Alberto Villalpando (born 21 November 1940 in La Paz) is a Bolivian composer.



Villalpando began his musical training in Potosí under Santiago Velásquez and Padre José Díaz Gainza.[1] From 1958 he studied at the Conservatory of Buenos Aires with Alberto Ginastera, Pedro Sáenz, Abraham Jurafsky and Roberto García Morillo and 1963-64 at the Latin American Center for Higher musical studies (CLAEM) in Buenos Aires with Olivier Messiaen, Riccardo Malipiero, Luigi Dallapiccola, Alberto Ginastera, Bruno Maderna and Aaron Copland. Here in cooperation with Miguel Angel Rondano he developed a sound installation for an exhibition of the painter Carlos Squirru.

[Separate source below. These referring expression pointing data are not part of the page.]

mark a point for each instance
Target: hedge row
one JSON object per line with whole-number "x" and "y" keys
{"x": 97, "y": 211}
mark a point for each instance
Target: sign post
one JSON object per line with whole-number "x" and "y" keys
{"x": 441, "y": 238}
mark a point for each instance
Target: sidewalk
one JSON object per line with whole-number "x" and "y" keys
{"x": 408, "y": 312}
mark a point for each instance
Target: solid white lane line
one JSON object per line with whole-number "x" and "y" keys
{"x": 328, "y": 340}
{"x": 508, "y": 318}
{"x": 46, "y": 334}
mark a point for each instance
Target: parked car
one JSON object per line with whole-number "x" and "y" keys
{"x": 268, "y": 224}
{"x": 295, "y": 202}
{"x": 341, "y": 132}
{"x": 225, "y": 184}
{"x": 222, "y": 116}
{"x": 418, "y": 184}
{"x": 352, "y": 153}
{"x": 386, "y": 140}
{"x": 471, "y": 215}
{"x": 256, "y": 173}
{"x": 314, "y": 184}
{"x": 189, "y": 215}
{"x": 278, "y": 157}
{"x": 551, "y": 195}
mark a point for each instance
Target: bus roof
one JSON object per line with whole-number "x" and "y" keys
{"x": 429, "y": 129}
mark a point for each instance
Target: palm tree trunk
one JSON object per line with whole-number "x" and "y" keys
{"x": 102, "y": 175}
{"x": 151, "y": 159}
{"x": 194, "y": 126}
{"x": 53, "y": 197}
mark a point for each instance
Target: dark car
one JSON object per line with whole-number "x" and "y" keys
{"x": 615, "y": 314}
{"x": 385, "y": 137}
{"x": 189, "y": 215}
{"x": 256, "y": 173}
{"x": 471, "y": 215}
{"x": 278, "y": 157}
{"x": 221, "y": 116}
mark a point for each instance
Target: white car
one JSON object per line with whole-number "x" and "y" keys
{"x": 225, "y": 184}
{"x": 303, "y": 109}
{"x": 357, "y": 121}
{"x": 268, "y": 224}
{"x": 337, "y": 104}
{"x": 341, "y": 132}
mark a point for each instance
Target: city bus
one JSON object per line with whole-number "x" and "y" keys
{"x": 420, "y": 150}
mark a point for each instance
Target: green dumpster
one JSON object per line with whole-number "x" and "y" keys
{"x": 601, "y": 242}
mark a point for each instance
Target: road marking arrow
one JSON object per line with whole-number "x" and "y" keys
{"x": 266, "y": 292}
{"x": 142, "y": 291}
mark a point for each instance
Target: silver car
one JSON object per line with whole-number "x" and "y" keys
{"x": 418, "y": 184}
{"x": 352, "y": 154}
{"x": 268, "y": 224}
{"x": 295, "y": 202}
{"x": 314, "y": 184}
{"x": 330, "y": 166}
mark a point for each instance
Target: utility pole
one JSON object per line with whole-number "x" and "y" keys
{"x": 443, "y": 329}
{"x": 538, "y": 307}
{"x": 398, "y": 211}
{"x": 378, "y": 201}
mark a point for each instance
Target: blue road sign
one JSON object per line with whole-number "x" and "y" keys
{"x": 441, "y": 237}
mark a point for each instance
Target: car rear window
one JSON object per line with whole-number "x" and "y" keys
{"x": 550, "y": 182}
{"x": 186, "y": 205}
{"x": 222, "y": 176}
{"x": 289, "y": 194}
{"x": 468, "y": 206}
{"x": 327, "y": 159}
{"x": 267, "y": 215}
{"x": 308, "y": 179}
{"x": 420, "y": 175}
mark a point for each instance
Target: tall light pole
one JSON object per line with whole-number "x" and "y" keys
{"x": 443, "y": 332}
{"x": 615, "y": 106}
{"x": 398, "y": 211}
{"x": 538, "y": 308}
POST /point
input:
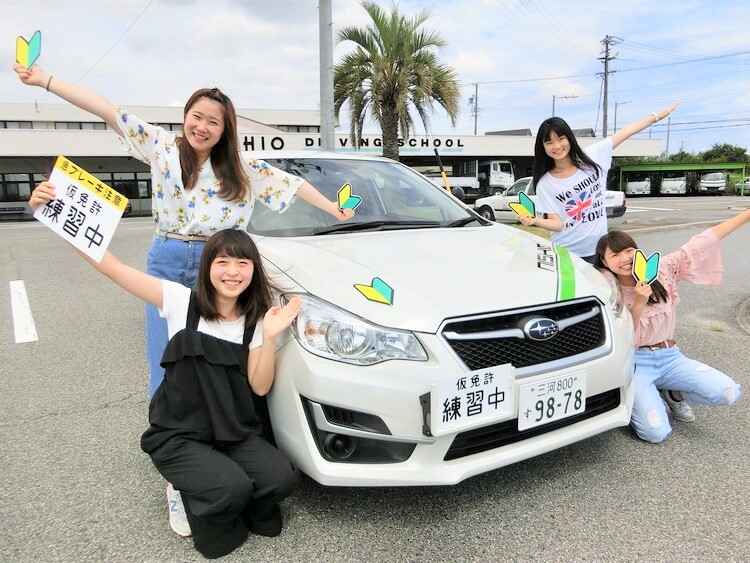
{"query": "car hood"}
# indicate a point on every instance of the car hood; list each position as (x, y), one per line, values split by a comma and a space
(434, 274)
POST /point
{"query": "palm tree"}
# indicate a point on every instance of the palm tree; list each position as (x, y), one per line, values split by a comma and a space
(393, 69)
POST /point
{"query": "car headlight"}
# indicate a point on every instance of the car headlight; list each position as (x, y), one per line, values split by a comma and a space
(615, 297)
(330, 332)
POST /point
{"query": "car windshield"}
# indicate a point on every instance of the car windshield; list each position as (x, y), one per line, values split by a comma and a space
(392, 197)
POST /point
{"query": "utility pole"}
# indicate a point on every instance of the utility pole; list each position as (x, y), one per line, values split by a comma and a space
(558, 98)
(325, 27)
(473, 102)
(608, 42)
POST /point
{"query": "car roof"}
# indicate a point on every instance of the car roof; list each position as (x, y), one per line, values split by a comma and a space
(267, 155)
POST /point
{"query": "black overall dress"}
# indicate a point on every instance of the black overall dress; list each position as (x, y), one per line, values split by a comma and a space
(206, 439)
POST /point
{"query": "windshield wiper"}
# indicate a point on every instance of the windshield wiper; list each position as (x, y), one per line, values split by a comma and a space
(374, 226)
(462, 222)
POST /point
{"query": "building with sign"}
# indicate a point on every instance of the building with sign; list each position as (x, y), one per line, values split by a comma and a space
(33, 135)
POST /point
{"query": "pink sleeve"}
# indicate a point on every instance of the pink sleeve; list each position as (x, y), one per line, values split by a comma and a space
(698, 261)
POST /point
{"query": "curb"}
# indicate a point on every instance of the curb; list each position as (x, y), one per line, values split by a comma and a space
(743, 315)
(671, 227)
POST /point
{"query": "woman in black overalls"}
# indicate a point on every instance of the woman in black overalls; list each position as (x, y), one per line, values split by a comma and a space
(205, 437)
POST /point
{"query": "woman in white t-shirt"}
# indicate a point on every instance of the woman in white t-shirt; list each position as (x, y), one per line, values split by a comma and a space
(570, 183)
(205, 436)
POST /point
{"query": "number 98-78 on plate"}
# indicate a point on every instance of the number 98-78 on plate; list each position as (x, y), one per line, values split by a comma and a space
(551, 399)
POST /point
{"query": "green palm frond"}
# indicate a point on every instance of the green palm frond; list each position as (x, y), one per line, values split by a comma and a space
(393, 71)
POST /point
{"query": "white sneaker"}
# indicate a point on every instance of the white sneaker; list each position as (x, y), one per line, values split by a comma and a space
(680, 409)
(177, 517)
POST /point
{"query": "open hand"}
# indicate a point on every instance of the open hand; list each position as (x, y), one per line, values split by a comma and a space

In 1964 he became head of the State Film Institute of Bolivia, and in 1967 was appointed director of the Music Department of the Bolivian Ministry of Culture. In addition, he served as professor of composition and director of the National Conservatory of La Paz and the music seminar of the Universidad Católica Boliviana and was Bolivian cultural attaché to France. In 1998 he was awarded the National Prize for Bolivian Culture.[2]

In addition to orchestral works such as Phantastischen Liturgie, Strukturen (for piano and orchestra), and Von der Liebe, der Furcht und dem Schweigen (for piano and chamber orchestra), he composed ballet and film music, works for chamber orchestra, and Sonnengesang for soloists, choir and orchestra. While studying electroacoustic music, he benefited from the tape recorder, producing Bolivianos...! in Leo Küpper's recording studio.[3] Later he drew on electroacoustic sound and the technical developments offered by MIDI.


  • La Muerte for tape, 1964
  • Mística No. 3 for two string quartets, horn, flute, double bass and tape, 1970
  • Mística No. 4 for string quartete, piano and tape, 1970
  • Bolivianos...! for tape 1973
  • Yamar y Armor, ballet music for voice, tape and orchestra after Blanca Wiethüchter, 1975
  • Desde el Jardín de Morador for MIDI, 1990
  • De los Elementos for MIDI, 1991
  • Manchaypuytu, opera, 1995
  • Qantatai for choir, narrator and electronic sounds, 1996
  • La Lagarta, ballet for narrator and elektroakustische sounds after Blanca Wiethüchter, 2002
  • Piano 3 for piano and two piano synthesizers, 2002
  • Mística 10, for viola profonda and piano, 2009
  • Los diálogos de Tunupa, for viola profonda and string orchestra, 2011


  1. ^ "Biografia De Alberto Villalpando" (in Spanish). Retrieved 2 February 2015.
  2. ^ "Alberto Villalpando, padre de la música contemporánea boliviana" (in Spanish). La razon. Retrieved 2 February 2015.
  3. ^ "Alberto Villalpando (Bolivie)" (in French). Retrieved 2 February 2015.